Many of his fans believe Gulzar deserved the national award a couple of decades earlier for the most romantic lines ever penned for a film song that featured in Khamoshi - ‘Humne dhekhi hai in aankhon ki mehekti khushboo, haath se choon ke inhe rishto ka ilzaam na do, sirf ehsaas hai ye rooh se mehsoos karo, pyar ko pyar hi rehne do, koi naam na do’ (I have felt the lingering fragrance of those eyes, don’t try and touch it with your hands to brand it as a relationship, it is only a sensation, this thing they call love, feel it with your soul and let it remain at that, don’t cubbyhole it with a name).
A worthy successor to that one is ‘Katra katra milti hai, katra katra jeene do, zindagi hein behne do, pyaasi hoon mein pyaasi rehne do’ from Ijazat. (I can only quench it drop by drop, I can only live it drop by drop, there is life, let it flow, I am thirsty, let me remain thus). A song that unpretentiously sighs the longing of a woman in love. But the two most pithy and powerful lines swathed in passion happen in a song from an inconsequential film Swayamvar. ‘Tumhari nighahen bahut bolti hai, zara apni nazron par palkein gira do’. (Your eyes speak of too many things, please cover your gaze with your eye lids).

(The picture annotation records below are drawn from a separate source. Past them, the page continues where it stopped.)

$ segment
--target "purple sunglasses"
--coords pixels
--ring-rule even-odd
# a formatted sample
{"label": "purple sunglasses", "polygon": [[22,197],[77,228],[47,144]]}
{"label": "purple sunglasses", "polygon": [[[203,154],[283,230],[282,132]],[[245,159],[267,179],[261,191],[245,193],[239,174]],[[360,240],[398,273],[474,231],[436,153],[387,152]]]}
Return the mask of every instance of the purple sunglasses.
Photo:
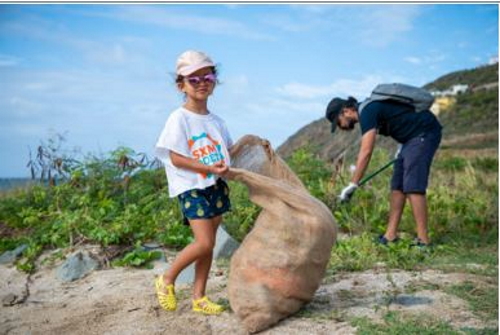
{"label": "purple sunglasses", "polygon": [[204,82],[207,84],[215,83],[217,81],[217,76],[213,73],[209,73],[209,74],[206,74],[204,76],[189,76],[189,77],[186,77],[186,80],[191,85],[198,86],[201,82]]}

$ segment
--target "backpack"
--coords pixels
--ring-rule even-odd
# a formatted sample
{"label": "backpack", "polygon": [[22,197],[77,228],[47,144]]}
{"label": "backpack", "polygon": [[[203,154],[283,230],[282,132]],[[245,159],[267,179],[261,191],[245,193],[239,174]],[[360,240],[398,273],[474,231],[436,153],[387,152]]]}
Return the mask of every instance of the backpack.
{"label": "backpack", "polygon": [[363,101],[358,112],[361,113],[370,102],[395,100],[413,106],[415,112],[421,112],[431,108],[434,96],[423,88],[406,84],[379,84],[375,87],[368,99]]}

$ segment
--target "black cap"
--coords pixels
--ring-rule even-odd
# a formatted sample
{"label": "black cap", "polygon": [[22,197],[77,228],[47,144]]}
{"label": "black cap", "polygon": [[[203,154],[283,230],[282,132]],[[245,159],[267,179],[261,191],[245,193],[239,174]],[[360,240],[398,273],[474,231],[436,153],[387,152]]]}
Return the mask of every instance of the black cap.
{"label": "black cap", "polygon": [[332,101],[326,107],[325,117],[332,123],[332,133],[337,128],[337,118],[339,117],[342,108],[347,104],[347,100],[341,98],[333,98]]}

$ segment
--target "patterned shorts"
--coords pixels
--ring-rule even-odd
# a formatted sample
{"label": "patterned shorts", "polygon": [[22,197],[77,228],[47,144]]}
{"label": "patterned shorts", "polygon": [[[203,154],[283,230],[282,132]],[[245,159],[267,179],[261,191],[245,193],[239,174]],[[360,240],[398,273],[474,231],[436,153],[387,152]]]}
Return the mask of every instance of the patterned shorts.
{"label": "patterned shorts", "polygon": [[210,219],[231,210],[229,187],[220,178],[215,185],[186,191],[178,199],[185,225],[189,225],[189,220]]}

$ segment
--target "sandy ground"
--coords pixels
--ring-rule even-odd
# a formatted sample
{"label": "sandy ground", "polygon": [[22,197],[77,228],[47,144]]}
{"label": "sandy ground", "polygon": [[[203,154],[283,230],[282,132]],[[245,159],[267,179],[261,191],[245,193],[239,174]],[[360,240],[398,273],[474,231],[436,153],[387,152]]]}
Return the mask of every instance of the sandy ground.
{"label": "sandy ground", "polygon": [[[178,310],[163,311],[153,280],[167,263],[156,263],[151,270],[95,271],[71,283],[57,279],[57,265],[31,276],[13,266],[0,266],[0,334],[246,334],[231,311],[208,317],[193,313],[189,285],[177,287]],[[355,334],[356,329],[346,321],[350,317],[366,316],[378,322],[388,310],[427,313],[457,328],[498,327],[498,323],[487,325],[478,319],[458,297],[422,289],[488,280],[430,270],[339,274],[320,286],[302,312],[260,334]],[[226,284],[227,266],[214,262],[208,295],[227,303]],[[420,289],[411,290],[415,287]]]}

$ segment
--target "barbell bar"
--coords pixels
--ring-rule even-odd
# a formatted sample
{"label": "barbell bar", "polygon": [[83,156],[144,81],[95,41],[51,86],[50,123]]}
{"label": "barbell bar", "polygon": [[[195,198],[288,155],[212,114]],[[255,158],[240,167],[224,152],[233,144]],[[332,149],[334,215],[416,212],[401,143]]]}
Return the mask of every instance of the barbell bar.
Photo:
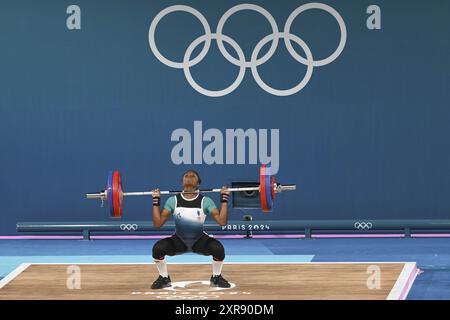
{"label": "barbell bar", "polygon": [[[271,168],[267,165],[261,165],[259,174],[259,186],[255,187],[238,187],[227,188],[230,192],[240,191],[259,191],[261,209],[263,212],[270,212],[273,208],[275,194],[283,191],[293,191],[297,189],[295,184],[282,185],[275,182],[274,176],[271,174]],[[196,191],[183,190],[166,190],[160,191],[162,195],[179,194],[179,193],[210,193],[220,192],[221,188],[201,189]],[[140,192],[124,192],[122,185],[122,177],[119,171],[110,171],[106,183],[105,190],[96,193],[87,193],[87,199],[100,199],[102,206],[106,202],[109,207],[110,216],[112,218],[121,218],[123,215],[123,197],[125,196],[151,196],[152,191]]]}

Gulzar has an extraordinary gift for capturing the maverick spirit of the wondering heart. One of his earlier songs went ‘Hawaaon pe likh do, hawaaoon ke naam, ek anjaan rahgir ka salaam’ (Write on the breeze, dedicate it to the breeze, an unknown wonderer’s salutations!) In the same vein, nearly two decades later he wrote ‘Ay Zindagi gale laga le, humne bhi har ek gam ko ghale se lagaya hain, hain na…’ ( Hey Life, please embrace me just like I have embraced all the sorrows…)
No wonder, getting the better of the restless spirit featured as the opening bhajan in Guddi, the song that introduced Jaya Bhaduri to movie goers. ‘Hum ko man ki shakti dena, man vijay kare, doosroon ke jai se pehle khud ko jai kare.’ (Give us the strength to capture this mind of ours so that before we capture others we are able to overpower our restless souls.)
Hututu, the last film Gulzar directed was a critical and commercial failure. But as poet lyricist he remains unchallenged in the Hindi film scenario as was evident from two of last year’s releases - Filhaal and Saathiyaa. In Filhaal, the man endearingly implores his beloved to ‘ungliyoon mein pehen lo ye rishta’ (Wear the relationship in your fingers) and the title track of Saathiya, an ode to the tinkling laugher of the beloved, is punctuated with classic Gulzar imagery ‘barf giri ho vaadi mein, un mein lipti simti hui, aur hansi teri goonje, un mein lipti simti hui, baat kare dhuan nikle, garam garam ujla dhuan, naram naram ujla dhuan.’ (In the snow clad valley, you are swathed in wool, your laughter echoes, and you are swathed in wool, and from your mouth emerges smoke, the warm and fair smoke, the soft and fair smoke).
Clearly at sixty-seven, Gulzar is a veteran but his lyrics still have all the passion of an adolescent in love.